Where the hell are you seeing "US military defending fighting the Vietnam war"? What the fuck does it have to do with what the US military is supposed and allowed to do recruiting wise anyway? It's a complicated matter that people with far better idea of the underlying politics and military science than you (nevermind far less insistent on grinding a political axe while doing so) write huge books about. Either way, your idea of the military turning around to shit on own past like lefties want everyone to just to make said lefties feel good about themselves is completely useless for purpose of anything that military would want to achieve.
What the hell do you think all the 'Veitnam shouldn't matter anymore.', 'We won in the field!', and 'Well, it was all the politicians fault!' cope comes from, if not from trying to defend the actions taken by the US military during Veitnam or at least pretend they shouldn't matter anymore.
And again, if the US military could just shrug off the recruiting isses they face now, the reports about it would not be making a wide a news as it has.
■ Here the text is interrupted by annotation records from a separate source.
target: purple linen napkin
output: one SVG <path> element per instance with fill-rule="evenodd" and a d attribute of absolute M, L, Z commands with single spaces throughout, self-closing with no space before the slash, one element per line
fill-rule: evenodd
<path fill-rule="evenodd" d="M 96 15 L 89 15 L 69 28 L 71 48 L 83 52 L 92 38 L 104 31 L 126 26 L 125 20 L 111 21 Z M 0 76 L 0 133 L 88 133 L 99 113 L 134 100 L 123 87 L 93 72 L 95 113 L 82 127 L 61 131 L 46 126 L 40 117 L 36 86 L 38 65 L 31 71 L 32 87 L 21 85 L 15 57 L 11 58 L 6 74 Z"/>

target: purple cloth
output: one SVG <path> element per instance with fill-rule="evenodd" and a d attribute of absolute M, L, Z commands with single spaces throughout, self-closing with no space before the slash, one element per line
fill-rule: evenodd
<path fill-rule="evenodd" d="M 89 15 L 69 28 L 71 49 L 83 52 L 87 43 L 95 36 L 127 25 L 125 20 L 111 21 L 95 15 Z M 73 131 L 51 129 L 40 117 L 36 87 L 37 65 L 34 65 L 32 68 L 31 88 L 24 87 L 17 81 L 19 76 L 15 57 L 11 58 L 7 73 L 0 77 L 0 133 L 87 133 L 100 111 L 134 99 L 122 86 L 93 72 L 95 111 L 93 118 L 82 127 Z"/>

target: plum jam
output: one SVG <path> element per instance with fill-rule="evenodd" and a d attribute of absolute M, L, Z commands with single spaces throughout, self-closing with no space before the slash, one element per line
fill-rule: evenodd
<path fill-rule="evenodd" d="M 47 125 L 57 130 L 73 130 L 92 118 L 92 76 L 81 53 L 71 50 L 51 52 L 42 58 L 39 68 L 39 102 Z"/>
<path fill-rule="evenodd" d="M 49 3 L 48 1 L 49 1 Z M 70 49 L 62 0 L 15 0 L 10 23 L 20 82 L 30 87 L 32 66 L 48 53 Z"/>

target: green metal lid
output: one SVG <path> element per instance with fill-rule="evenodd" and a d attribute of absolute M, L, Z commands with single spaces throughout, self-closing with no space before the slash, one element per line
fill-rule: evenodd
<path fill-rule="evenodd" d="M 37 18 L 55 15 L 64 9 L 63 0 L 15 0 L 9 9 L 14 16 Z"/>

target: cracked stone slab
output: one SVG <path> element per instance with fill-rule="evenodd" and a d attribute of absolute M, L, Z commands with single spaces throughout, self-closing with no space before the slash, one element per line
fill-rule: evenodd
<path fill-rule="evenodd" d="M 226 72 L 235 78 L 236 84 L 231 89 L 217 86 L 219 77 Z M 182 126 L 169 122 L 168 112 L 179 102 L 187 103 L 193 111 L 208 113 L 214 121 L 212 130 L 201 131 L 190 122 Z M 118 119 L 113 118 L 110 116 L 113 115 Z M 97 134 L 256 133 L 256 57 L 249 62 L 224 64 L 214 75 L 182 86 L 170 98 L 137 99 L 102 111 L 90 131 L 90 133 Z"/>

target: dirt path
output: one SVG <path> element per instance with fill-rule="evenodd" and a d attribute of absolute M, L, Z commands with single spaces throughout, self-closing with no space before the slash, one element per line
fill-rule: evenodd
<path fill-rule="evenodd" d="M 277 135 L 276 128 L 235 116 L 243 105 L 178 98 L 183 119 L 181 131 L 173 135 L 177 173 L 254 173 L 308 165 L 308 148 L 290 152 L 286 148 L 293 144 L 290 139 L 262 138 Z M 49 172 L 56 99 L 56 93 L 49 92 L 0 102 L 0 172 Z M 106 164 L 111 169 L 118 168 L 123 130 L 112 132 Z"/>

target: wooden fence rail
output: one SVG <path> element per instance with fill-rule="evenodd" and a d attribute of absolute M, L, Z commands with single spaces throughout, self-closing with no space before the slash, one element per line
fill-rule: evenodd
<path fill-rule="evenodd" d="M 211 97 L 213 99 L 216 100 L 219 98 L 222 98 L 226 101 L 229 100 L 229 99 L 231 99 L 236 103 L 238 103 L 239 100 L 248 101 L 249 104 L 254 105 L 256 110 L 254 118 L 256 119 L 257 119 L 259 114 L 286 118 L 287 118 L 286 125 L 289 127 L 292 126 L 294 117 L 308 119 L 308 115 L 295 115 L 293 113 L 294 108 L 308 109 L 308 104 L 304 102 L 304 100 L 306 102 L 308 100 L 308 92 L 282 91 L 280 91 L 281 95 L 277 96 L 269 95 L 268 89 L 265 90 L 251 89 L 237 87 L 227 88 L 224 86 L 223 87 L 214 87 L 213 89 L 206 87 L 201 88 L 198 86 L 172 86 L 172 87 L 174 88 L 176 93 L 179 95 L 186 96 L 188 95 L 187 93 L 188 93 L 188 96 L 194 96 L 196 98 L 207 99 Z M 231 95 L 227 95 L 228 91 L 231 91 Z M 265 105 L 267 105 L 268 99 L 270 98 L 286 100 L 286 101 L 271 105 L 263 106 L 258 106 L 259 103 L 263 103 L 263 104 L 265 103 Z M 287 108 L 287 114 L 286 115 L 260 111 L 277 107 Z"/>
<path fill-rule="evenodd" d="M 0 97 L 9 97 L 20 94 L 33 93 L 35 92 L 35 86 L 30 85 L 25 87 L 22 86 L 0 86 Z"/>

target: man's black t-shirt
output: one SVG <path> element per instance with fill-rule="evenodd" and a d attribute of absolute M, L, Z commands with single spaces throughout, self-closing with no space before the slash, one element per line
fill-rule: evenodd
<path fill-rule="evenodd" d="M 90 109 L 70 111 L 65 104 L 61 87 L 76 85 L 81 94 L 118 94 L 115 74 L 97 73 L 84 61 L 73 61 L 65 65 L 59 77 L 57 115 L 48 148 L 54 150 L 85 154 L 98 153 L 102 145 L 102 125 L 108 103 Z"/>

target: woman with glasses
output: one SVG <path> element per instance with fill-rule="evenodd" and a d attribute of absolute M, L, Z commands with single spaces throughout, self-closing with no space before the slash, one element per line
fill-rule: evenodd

I mean you now have more military parents than ever telling their kids it's not worth it to enlist, where in-house/in-family recruiting used to be a reliable source of recruits that is now drying up too.
Do you understand the US military needs to deal with the populace they actually have, not the populace they wish they had, and that means dealing with the social and cultural realities their nations civilians live in and grow up in. I get that the Pentagon and recruiters don't want to address the Veitnam elephant in the room, when they were already dragging their heels/spinning BS on QoL basics like not having black mold everywhere.
However the longer the DoD puts off coming to terms with the feelings of the populace as whole, instead of just their 'preferred' ideological demographics, the longer it will be till they course correct and maybe start dealing with the cultural baggage of Veitnam, and now A-stan, directly.